Crocs Classic Clog
Crocs Inc. says it will take longer than initially anticipated to become a net zero company.
In the company’s 2023 ESG report, dubbed its Comfort Report, Crocs updated its commitments to becoming net zero and said it now expects to complete this milestone by 2040. In July of 2021, Crocs said it planned to achieve this goal by 2030 by using more sustainable ingredients for its products and packaging materials as well as other measures.
“We’ve learned a lot in the past year,” read the report, which went live on Tuesday. “In 2021, we made a public commitment to be net zero by 2030. We stated this goal knowing it was ambitious, necessary and frankly, neither vast nor fast enough — a common reality for most brands (and not even just those in the footwear and apparel industry). The picture is now much clearer and we are working toward a new enterprise goal.”
Crocs attributed the delay to its Hey Dude acquisition (which closed in the first quarter of 2022, after the original commitment was announced) and its ongoing global expansion. The company said it spent the last year collecting data to understand the state of its supply chain and greenhouse gas inventories. In April 2022, the company hired Deanna Bratter as VP and global head of sustainability, a newly created position at Crocs to help hit the ambitious goal of being net zero.
“This is still an ambitious goal when accounting for the realities of our business and recognition of both brands, but it’s a more realistic and credible goal given that our total emissions are significant, our growth projections are aggressive, and our footprint looks quite different today than when we set our initial goal,” Crocs said in the report.
Crocs also outlined other goals related to long-term ESG commitments. By 2030, Crocs said it plans to reduce the carbon footprint of its classic clog by 50 percent and aims to achieve 50 percent bio-based content in Croslite, the main material used to make Crocs. In 2022, Crocs said it saw a 45 percent increase in total emissions year-over-year due to the company’s continued growth and data transparency. It noted that 75 percent of the of the total footprint was tied to the Crocs brand.
To help make progress in this realm, Crocs said a 5 percent portion of executive incentive compensation is tied to ESG performance.

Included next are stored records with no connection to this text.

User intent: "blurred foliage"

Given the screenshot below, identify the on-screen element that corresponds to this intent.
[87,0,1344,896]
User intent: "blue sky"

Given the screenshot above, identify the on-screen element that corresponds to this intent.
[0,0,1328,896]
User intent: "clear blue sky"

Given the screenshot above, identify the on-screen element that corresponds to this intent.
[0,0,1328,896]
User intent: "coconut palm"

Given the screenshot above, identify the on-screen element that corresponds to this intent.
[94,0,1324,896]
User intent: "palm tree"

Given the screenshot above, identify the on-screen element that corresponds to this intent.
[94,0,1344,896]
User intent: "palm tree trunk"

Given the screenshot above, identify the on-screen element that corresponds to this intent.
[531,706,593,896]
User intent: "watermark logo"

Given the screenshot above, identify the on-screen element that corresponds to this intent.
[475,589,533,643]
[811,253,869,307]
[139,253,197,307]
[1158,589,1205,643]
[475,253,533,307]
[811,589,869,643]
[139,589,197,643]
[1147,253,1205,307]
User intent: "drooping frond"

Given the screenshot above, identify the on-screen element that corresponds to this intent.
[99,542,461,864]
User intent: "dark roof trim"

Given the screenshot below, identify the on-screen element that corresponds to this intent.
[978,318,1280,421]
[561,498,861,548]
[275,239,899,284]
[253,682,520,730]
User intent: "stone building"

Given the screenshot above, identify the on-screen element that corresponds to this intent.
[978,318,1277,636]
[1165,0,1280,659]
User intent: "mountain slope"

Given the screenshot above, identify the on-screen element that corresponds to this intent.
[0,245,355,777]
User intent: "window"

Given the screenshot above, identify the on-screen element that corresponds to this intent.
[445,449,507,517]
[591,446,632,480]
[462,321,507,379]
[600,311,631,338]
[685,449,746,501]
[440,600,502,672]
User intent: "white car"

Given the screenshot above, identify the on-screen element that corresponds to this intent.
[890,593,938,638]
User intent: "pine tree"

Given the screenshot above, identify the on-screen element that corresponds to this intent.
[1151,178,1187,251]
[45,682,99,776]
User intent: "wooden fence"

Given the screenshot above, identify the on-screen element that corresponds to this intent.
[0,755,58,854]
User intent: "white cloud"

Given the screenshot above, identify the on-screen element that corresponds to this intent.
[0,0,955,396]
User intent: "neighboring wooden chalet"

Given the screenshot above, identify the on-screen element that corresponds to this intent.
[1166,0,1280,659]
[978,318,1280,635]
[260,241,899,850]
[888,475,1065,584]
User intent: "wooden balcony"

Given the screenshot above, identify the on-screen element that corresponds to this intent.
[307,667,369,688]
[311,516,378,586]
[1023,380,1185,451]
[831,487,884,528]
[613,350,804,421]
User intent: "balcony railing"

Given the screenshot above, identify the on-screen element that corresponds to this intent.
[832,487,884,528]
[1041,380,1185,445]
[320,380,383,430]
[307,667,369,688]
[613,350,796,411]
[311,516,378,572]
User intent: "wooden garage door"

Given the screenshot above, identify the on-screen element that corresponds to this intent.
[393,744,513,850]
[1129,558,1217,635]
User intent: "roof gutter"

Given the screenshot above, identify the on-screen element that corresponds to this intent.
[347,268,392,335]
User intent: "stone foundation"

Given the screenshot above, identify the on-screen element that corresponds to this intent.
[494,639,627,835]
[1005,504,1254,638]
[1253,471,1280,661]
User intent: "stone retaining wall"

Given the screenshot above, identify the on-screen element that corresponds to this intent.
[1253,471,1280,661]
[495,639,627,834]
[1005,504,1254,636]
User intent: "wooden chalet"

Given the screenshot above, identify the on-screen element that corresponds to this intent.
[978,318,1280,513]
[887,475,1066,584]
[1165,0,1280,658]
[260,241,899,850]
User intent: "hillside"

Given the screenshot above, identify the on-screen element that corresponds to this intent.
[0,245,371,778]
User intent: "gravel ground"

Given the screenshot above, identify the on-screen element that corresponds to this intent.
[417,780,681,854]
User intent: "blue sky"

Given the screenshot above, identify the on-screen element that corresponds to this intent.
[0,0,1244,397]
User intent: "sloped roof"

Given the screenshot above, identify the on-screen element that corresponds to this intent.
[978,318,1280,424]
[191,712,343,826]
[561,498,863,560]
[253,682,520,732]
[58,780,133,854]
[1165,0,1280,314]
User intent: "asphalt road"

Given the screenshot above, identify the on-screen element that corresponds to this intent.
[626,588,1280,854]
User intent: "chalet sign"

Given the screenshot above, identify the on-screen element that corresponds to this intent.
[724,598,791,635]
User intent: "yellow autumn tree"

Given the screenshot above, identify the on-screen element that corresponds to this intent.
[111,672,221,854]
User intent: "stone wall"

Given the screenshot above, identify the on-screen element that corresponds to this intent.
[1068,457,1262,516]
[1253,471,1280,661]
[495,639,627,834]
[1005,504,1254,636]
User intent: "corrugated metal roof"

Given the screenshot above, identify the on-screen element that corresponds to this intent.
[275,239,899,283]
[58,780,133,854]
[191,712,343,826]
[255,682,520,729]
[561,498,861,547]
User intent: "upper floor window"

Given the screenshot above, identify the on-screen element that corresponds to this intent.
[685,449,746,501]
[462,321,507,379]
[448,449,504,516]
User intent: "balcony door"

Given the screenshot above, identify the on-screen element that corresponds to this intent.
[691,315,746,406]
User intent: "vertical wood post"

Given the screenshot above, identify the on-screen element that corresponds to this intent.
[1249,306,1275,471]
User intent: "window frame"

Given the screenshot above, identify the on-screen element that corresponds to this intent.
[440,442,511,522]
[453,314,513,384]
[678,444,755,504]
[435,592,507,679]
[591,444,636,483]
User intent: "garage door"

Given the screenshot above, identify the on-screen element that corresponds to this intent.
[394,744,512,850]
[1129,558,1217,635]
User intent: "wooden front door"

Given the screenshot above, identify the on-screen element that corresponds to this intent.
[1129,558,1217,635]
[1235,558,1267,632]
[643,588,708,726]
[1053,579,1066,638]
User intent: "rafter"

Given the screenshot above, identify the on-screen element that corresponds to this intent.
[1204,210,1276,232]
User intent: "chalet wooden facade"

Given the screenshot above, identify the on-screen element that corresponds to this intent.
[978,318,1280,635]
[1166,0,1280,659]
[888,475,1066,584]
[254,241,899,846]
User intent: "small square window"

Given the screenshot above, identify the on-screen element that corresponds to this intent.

“Our organization has seen tremendous growth and transformation in the past year, and our business looks different today with the expansion of our brand portfolio than when we set our initial goals in 2021. This report captures our hard-earned progress, essential learnings and the bold ambitions we continue to aspire to as an organization,” said Crocs Inc. CEO Andrew Rees in a statement. “We are pleased with the progress we have made in our ESG journey and are as committed as ever to becoming a more sustainable and equitable global organization.”Crocs Inc. reports earnings for the first quarter on Thursday. The company previously said it expects Q1 revenues to grow between 27 percent and 30 percent, compared to Q1 of 2022. Adjusted diluted earnings per share are expected to be between $2.06 and $2.19. For the full year of 2023, Crocs expects revenues to grow between 10 percent and 13 percent year-over-year, or between about $3.9 billion and $4 billion.